There are two early outs: if the lookup never recorded a LoadSpec for this request (no external hit at all), or if the scheduler reports num_external_tokens == 0, step ③ simply leaves can_load=False and returns — nothing to load.

Steps ④–⑤ — packing the plan: build_connector_meta

Steps ①–③ ran on the scheduler and left their decisions in scheduler-side dicts (load_specs, _request_trackers). But the worker is what actually moves KV, and it's a different connector instance — in general a different process — with no access to those dicts. So at the end of schedule() (scheduler.py:963), build_connector_meta serializes the step's plan into one object (step ④) and attaches it to the SchedulerOutput (step ⑤).

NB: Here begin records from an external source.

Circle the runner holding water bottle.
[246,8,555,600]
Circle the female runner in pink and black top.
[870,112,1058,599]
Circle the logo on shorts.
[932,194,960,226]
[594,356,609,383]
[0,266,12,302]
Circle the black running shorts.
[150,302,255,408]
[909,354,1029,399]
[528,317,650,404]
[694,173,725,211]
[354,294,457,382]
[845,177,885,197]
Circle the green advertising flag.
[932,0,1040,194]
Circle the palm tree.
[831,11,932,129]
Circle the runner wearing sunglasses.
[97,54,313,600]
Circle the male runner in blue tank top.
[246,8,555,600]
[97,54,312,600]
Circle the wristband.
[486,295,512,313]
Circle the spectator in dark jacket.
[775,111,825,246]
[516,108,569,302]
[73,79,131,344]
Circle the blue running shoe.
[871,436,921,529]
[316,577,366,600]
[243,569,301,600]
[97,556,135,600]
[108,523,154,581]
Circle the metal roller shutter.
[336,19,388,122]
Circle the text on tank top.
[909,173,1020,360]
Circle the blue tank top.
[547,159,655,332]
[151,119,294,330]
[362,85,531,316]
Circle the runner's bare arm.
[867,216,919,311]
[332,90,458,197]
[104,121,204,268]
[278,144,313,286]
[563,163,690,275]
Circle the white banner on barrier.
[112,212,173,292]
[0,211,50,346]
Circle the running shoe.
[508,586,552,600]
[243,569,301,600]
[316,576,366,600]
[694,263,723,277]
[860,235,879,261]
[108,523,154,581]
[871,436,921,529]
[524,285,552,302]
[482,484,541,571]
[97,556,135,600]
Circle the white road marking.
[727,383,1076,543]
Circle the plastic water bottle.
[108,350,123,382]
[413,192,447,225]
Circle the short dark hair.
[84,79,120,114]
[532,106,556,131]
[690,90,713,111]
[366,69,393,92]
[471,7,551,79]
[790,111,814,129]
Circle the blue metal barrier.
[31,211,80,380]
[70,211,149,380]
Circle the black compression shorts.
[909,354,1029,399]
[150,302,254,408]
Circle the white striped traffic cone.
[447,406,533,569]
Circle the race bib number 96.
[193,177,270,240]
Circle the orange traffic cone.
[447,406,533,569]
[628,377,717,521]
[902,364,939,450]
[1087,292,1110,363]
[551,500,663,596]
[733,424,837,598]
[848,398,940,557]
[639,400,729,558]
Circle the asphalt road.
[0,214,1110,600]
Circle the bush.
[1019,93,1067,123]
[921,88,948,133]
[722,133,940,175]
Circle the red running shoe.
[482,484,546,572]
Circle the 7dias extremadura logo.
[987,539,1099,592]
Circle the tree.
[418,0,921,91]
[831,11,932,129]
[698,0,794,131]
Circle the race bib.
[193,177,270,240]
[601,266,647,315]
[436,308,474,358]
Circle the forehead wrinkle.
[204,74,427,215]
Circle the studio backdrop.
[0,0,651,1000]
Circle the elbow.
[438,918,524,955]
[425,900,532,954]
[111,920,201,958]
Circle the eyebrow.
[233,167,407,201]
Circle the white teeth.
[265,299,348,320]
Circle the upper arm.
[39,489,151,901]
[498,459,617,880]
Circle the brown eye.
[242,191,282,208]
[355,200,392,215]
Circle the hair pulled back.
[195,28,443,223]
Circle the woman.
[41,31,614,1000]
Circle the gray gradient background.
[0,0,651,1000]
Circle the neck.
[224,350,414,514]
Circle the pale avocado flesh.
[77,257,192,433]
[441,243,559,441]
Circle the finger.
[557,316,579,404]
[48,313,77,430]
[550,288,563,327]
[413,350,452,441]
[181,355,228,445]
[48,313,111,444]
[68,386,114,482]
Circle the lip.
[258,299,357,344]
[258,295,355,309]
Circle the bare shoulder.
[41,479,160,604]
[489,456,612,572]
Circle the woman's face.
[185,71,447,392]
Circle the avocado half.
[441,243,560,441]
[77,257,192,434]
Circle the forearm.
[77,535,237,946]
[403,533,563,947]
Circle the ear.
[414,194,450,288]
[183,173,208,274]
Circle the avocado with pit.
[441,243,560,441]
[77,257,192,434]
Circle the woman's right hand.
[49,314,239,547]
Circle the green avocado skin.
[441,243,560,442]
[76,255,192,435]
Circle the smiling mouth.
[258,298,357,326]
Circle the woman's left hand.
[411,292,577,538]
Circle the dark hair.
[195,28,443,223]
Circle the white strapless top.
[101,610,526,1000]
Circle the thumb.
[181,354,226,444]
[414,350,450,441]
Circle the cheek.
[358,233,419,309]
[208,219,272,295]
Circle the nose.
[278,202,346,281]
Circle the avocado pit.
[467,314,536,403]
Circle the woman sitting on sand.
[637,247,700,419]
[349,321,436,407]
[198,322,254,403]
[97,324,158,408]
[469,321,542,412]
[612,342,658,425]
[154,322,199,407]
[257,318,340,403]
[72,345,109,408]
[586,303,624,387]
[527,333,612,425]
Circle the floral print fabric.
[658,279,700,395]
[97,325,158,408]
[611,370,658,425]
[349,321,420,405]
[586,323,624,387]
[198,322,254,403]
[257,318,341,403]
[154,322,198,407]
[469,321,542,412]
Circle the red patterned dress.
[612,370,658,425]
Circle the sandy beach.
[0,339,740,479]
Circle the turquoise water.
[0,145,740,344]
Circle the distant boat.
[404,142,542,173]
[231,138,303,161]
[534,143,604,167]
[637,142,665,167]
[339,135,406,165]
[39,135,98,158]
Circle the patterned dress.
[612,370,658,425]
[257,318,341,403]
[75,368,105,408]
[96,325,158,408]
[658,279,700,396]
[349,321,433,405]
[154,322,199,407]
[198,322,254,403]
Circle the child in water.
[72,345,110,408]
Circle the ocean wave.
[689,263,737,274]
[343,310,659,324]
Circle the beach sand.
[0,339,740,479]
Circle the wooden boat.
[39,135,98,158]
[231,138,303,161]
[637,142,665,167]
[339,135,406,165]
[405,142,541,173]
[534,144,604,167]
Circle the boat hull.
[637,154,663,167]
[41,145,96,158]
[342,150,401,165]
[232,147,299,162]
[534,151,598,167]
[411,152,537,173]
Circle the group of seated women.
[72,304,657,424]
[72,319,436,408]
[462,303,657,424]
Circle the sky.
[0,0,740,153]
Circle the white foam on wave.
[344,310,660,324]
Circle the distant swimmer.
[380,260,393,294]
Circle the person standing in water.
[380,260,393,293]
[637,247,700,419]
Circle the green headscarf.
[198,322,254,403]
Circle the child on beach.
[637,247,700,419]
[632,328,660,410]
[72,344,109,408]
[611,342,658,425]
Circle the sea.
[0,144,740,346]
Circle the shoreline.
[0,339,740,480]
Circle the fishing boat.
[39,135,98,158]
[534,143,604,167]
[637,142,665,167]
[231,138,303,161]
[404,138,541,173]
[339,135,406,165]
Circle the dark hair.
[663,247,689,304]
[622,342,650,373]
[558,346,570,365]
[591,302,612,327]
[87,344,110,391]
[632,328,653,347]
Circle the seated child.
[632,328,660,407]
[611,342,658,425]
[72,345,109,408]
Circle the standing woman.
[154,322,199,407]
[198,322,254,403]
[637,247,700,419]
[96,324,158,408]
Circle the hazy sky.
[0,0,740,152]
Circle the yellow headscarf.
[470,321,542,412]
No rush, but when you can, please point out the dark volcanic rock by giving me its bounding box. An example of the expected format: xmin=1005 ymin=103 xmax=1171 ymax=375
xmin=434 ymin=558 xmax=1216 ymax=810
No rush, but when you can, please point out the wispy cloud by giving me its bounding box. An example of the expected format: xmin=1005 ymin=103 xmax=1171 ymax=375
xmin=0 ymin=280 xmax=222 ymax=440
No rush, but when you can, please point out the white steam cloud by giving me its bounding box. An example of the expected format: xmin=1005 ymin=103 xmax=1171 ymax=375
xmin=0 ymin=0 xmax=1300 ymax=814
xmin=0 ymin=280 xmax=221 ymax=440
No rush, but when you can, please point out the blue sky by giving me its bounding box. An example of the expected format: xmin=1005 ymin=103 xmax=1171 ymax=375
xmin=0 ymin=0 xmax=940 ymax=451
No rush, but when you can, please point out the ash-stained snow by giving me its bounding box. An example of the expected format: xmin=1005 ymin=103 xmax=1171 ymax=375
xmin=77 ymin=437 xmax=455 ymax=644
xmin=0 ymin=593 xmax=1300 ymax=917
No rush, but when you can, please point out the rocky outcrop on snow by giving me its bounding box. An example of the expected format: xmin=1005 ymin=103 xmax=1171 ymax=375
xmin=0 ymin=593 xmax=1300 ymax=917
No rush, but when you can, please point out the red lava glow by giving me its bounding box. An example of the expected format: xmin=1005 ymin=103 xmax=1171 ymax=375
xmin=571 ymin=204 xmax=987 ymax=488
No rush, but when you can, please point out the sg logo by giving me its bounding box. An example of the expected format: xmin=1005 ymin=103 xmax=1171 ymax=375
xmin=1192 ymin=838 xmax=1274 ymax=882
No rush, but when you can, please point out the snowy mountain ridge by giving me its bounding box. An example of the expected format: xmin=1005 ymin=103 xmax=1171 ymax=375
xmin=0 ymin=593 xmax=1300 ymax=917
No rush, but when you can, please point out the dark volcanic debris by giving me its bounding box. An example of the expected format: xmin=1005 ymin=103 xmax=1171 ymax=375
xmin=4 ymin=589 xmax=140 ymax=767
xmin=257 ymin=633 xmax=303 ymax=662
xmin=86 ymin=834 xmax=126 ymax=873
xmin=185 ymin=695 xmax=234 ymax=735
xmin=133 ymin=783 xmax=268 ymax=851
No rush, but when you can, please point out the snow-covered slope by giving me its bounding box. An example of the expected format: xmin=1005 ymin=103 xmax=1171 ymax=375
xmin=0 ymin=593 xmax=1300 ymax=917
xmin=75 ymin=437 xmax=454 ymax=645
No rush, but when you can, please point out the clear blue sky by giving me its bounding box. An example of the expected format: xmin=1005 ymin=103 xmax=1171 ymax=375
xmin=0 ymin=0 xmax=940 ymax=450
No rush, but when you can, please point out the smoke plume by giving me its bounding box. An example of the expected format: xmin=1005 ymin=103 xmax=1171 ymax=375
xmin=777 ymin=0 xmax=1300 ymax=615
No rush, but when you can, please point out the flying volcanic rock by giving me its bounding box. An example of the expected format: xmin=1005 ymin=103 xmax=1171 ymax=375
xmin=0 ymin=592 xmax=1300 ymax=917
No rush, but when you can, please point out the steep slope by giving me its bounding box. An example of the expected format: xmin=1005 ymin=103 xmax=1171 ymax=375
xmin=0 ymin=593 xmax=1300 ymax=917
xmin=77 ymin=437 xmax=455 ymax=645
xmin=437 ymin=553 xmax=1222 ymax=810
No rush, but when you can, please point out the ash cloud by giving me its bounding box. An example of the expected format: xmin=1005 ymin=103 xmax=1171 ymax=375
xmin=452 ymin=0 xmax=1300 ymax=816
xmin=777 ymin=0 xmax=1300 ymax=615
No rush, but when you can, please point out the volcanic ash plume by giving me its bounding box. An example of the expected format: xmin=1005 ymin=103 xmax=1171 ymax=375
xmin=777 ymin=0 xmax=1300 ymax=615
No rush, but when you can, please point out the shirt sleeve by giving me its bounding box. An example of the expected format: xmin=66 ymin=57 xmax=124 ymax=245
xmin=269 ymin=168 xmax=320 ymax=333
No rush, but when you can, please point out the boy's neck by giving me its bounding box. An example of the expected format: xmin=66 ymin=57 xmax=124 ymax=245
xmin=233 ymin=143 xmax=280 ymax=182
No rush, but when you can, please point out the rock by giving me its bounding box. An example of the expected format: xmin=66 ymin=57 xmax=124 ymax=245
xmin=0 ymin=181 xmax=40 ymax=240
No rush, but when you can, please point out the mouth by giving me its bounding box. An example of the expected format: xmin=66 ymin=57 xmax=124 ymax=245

Its shape is simple: LMCacheConnectorMetadata is just a list[ReqMeta], one ReqMeta per request scheduled this step. Each ReqMeta is that request's per-step to-do list for the worker:

ReqMeta
├── req_id
├── token_ids            # the tokens in play this step
├── slot_mapping         # token i -> physical slot in the paged buffer  (interlude below)
├── is_last_prefill
├── load_spec  : LoadSpec{ vllm_cached_tokens, lmcache_cached_tokens, can_load }   # what to load
└── save_spec  : SaveSpec{ skip_leading_tokens, can_save }                          # what to save

The load half was settled at steps ①–③. Building each ReqMeta (in ReqMeta.from_request_tracker, vllm_v1_adapter.py:293) is where the save plan is decided, and it follows three rules:

  • Incremental. A request is stored across many steps, so re-storing its whole prefix every step would be quadratic waste. The connector tracks num_saved_tokens on the RequestTracker and sets skip_leading_tokens to it (:328), so each step stores only the new tail. In metadata_demo.py you can watch this live: across two prefill steps of one request, skip_leading_tokens advances 0 → 4, so step 2 stores only tokens 4-7 and never re-stores 0-3.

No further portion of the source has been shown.